Pre-draft measurables
| Height | Weight | Arm length | Hand span | Wingspan | 40-yard dash | 10-yard split | 20-yard split | Vertical jump | Broad jump | Bench press | Wonderlic |
| 5 ft 11+3⁄8 in (1.81 m) | 202 lb (92 kg) | 29+1⁄2 in (0.75 m) | 9+1⁄4 in (0.23 m) | 5 ft 11+3⁄8 in (1.81 m) | 4.46 s | 1.53 s | 2.60 s | 33.5 in (0.85 m) | 10 ft 2 in (3.10 m) | 20 reps | 17 |
All values from NFL Combine

===Los Angeles Rams===
Burgess was drafted by the Los Angeles Rams with the 104th overall pick in the third round of the 2020 NFL draft. He suffered a broken ankle in Week 7 and was placed on injured reserve on October 27, 2020. Burgess won Super Bowl LVI when the Rams defeated the Cincinnati Bengals. He was waived on November 8, 2022.

===New York Giants===
On November 10, 2022, the New York Giants signed Burgess to their practice squad. On November 23, Burgess was elevated from the practice squad for week 12 game against the Dallas Cowboys. On January 26, 2023, Burgess signed a reserve/future contract with the Giants.

On May 6, 2023, Burgess was waived by the Giants with a failed physical designation.

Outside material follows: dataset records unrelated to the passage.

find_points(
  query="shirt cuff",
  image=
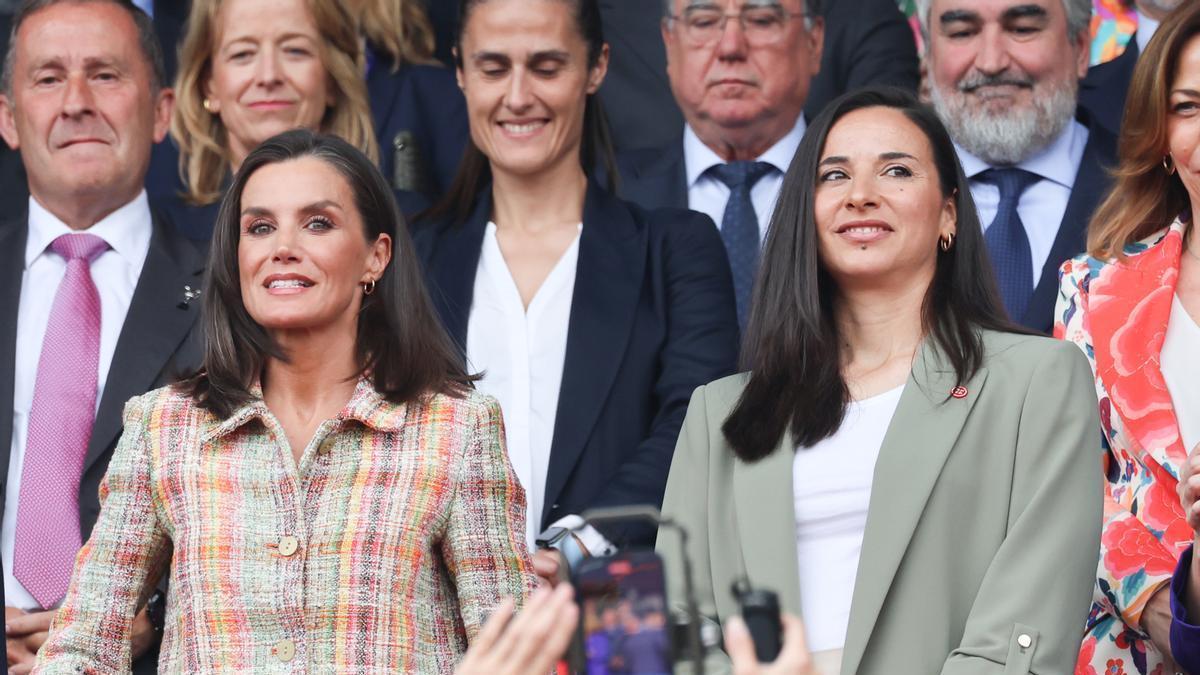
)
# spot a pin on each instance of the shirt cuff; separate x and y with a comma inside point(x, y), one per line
point(1185, 635)
point(589, 537)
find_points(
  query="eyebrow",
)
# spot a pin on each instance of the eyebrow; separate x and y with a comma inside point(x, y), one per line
point(313, 208)
point(885, 156)
point(546, 54)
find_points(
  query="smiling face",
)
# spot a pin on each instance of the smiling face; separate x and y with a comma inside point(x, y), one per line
point(303, 252)
point(82, 109)
point(880, 209)
point(1005, 73)
point(267, 75)
point(748, 87)
point(1183, 119)
point(526, 77)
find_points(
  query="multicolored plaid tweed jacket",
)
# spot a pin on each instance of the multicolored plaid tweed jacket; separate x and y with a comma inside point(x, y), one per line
point(383, 553)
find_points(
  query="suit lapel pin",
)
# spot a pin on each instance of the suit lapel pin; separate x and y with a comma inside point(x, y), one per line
point(189, 296)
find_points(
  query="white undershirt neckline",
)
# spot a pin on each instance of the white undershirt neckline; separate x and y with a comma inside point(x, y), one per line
point(832, 490)
point(521, 353)
point(1180, 360)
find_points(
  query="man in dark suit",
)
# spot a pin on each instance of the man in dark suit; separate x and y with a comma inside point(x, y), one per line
point(168, 23)
point(865, 42)
point(96, 294)
point(1005, 77)
point(741, 73)
point(1103, 91)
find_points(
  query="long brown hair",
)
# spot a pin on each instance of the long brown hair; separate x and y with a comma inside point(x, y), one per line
point(400, 341)
point(1145, 196)
point(203, 139)
point(792, 347)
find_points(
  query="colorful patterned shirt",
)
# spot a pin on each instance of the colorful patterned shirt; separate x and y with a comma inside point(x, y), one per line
point(383, 550)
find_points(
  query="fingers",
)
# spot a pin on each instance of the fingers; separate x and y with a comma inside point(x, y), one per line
point(27, 623)
point(739, 646)
point(547, 565)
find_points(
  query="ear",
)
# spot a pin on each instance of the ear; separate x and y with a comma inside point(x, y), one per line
point(595, 78)
point(378, 258)
point(214, 103)
point(816, 46)
point(163, 106)
point(949, 220)
point(9, 123)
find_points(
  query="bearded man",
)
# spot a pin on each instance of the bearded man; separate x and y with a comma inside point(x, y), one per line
point(1003, 76)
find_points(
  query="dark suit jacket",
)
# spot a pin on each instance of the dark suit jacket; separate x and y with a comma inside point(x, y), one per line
point(652, 318)
point(1103, 91)
point(1092, 184)
point(654, 179)
point(867, 42)
point(425, 101)
point(155, 344)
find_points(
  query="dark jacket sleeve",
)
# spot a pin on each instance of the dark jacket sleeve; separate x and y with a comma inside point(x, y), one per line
point(701, 346)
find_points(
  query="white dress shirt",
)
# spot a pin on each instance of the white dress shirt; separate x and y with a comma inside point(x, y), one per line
point(1146, 29)
point(115, 274)
point(832, 483)
point(521, 354)
point(1043, 203)
point(708, 195)
point(1181, 370)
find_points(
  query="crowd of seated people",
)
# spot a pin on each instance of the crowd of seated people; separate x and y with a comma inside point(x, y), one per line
point(324, 324)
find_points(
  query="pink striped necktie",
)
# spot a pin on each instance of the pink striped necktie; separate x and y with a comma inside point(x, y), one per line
point(59, 428)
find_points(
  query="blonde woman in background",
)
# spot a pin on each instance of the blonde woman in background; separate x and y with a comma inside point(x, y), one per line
point(420, 118)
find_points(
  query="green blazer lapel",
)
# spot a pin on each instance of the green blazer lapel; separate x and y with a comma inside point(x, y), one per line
point(765, 507)
point(918, 441)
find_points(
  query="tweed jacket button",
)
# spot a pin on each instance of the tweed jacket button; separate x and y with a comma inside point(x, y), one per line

===Washington Commanders===
Burgess signed with the Washington Commanders on May 30, 2023. He was waived on August 29, and re-signed to the practice squad. On October 10, Burgess was signed to the active roster.

===Buffalo Bills===
On July 31, 2024, Burgess signed a one-year contract with the Buffalo Bills. He was placed on injured reserve on August 25, and released a week later.

=== New Orleans Saints ===
On May 12, 2025, Burgess signed with the New Orleans Saints. He was released on August 26 as part of final roster cuts and re-signed to the practice squad the next day. On September 17, Burgess was signed to the active roster.

On March 26, 2026, Burgess re-signed with the Saints on a one-year contract. On August 30, he was released.

===Tennessee Titans===
On August 31, 2026, Burgess was claimed off waivers by the Tennessee Titans.